Wacky Wednesday, by Dr. Seuss, inspired our creative fun today. — Shoes on the wall, on the ceiling and under the bed. Worms chasing birds. Hoses, while split, still watering the lawn. — My students giggled, and eagerly shared each wacky thing they noticed.
They didn’t want to stop, but I told them “We must! I want you to have plenty of time to have your own wacky Wednesday fun!”
They were not immediately convinced. But, I assured them we would keep the book in our library, and they could read it as much as they wanted. Finally, they relented and moved to the chairs I had prepared.
I reminded them of our time together in yoga, when I invite them to take off their shoes and socks. “Now,” I said, “I’m not going to invite you to take off your shoes and socks. I’m going to tell you to take them off. We cannot do our wacky Wednesday creative fun unless you take them off.” Giggles and talking increased as they hurried to their cubbies and back again — with feet bared!

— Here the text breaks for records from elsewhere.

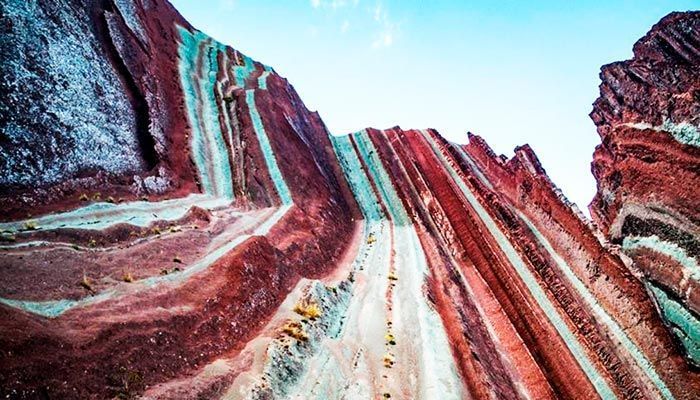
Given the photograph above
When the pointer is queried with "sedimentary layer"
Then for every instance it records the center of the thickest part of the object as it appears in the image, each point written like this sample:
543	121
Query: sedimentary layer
647	168
215	241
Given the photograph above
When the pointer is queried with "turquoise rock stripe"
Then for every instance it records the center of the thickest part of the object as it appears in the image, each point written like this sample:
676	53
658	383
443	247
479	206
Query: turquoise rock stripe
356	178
262	80
270	160
538	293
382	181
209	149
55	308
102	215
685	325
642	362
243	72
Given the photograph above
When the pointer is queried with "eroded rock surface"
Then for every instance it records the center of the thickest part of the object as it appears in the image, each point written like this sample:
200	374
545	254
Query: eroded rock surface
243	252
648	167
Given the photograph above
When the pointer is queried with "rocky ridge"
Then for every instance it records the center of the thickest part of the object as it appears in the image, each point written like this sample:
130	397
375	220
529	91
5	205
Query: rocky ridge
207	238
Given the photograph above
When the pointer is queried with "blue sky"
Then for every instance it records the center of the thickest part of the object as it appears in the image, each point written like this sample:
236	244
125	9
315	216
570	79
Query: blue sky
513	72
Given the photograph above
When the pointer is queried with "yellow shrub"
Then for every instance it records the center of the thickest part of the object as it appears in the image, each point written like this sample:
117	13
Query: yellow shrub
308	310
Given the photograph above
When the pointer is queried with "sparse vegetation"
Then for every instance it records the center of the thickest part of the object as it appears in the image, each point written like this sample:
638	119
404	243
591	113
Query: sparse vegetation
388	360
30	226
86	283
371	239
308	310
295	330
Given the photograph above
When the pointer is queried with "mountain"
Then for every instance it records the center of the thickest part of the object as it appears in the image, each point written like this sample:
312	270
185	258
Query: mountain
177	224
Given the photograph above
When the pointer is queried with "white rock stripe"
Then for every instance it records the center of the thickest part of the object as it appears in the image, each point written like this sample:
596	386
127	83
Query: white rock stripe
538	293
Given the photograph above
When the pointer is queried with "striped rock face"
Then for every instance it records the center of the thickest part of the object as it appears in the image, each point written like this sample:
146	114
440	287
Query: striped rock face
233	249
647	168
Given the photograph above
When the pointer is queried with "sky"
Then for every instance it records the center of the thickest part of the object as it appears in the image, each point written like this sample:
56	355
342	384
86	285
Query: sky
513	72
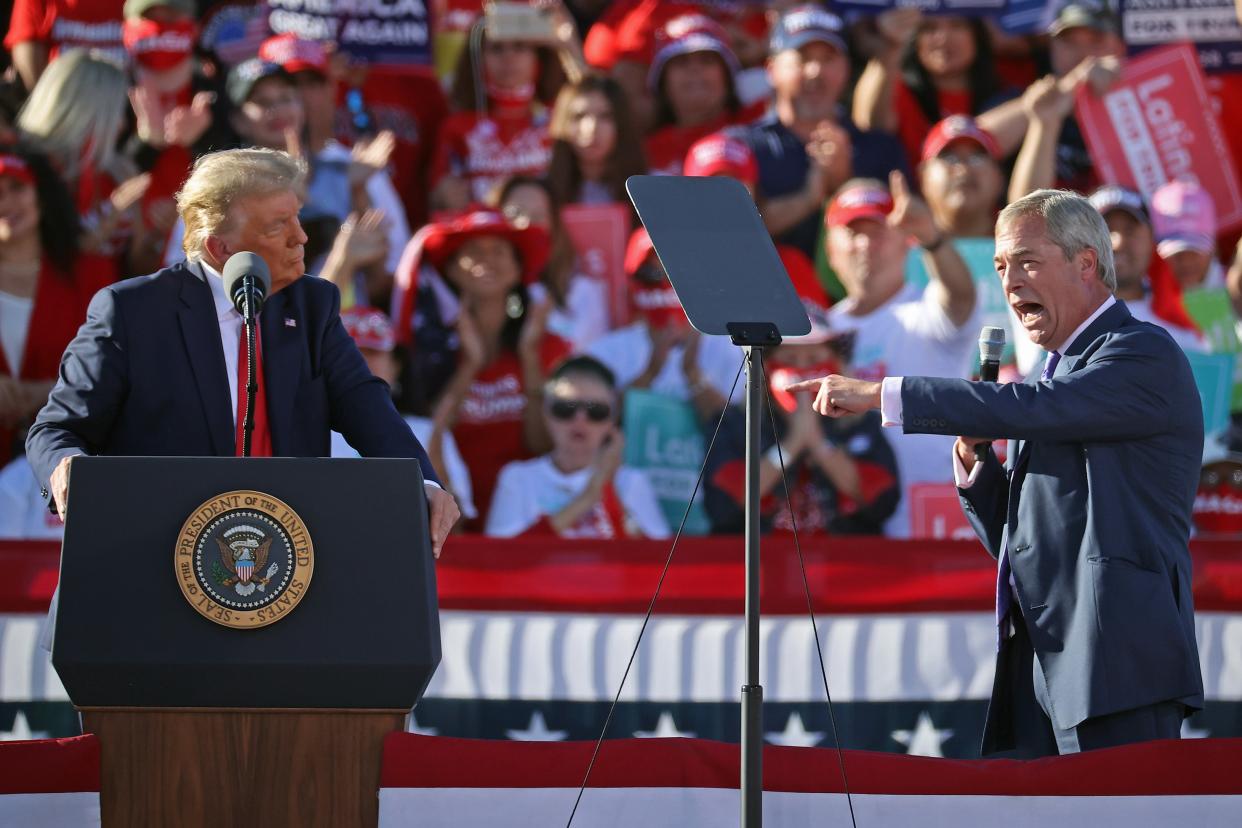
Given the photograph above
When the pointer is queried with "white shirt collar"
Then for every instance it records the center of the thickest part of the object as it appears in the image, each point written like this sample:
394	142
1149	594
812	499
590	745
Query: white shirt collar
1104	306
225	308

Paper was taped to the floor in front of each chair. Plastic egg cartons filled with paint, rested on paper towels. I encouraged them to guess what we might be doing.
“We’re going to paint with our feet!” … “Yes,” I said, “but how?”
“We’ll stick our feet in the paint!” … “Good guess, but no. We’re actually going to use a paint brush.”
“We’ll paint our feet and put them on the paper!” …”OH! Great idea, but no.”
“We’ll paint our toe nails!” … “That would be fun, but not today.”
They continued guessing, each building on the next. They were doing a lovely job thinking divergently. They showed some fluency, flexibility, and elaboration – each idea building upon the ones that came before, informed by my responses.
Finally, nearly jumping out of her chair, R. said “I know! We’re going to hold the paintbrush in our toes!!!!!” …. “YES!”
Laughter and conversation erupted in the room – making it nearly impossible for me to speak and be heard. I encouraged their enthusiasm, but asked them to do try to stay quiet until we began. They contained themselves, as best as they could, and after some brief instruction and encouragement, they began.
Some jumped in with both feet — pun-intended, lol — and used their toes to grip their pencil, and write their name.
When M. finished writing she said, “That was hard. And it doesn’t look very good. It’s messy.” … “No way!” I replied. “That’s fantastic! You did that with your toes! How awesome is that?”
Was it as good as she could do with her fingers? No. But did that matter? Was that the right criterion to use to evaluate it? No! Her process and product were remarkable. She gripped the pencil with her toes. Figured out how to create each letter in her name, and wrote them in a rather straight line! Perhaps most importantly, she showed great initiative, courage, and grit, and I wanted to acknowledge that for her.
Everyone joined in the fun — even me. My students were enthusiastic and joy-filled painters — quite willing to try, and try again.
I was surprised by my reaction to the experience. It was hard! Hard to hold the paintbrush. Hard to figure out how to dip it in the paint. Hard to guide it on the paper. Just hard!
I did it, but I didn’t enter into the experience like they did. I think their were multiple reasons why. Each is worthy of my thought, consideration and remembering as I continue to work with my students, and for my own growth as a creative and an educator.
Here are some of the things I noticed:
- My support of my students — in word and presence — is powerful.
- Time to practice and play with the tools and process before beginning is important.
- Embracing positive thoughts about ourselves as artists and learners is essential.
- Adopting the joy, freedom and openness of a beginner’s mind is helpful.
My students often return the favor and support me with their word and presence. Today I didn’t have the opportunity to allow them to support me. I also didn’t have the time to practice and experiment before beginning. But perhaps most interesting to me, unlike my students, I didn’t immediately embrace positive thoughts about myself or my process, and I didn’t adopt the the joy, freedom and openness of the beginner’s mind.
I can learn so much from my students. They are truly fantabulous!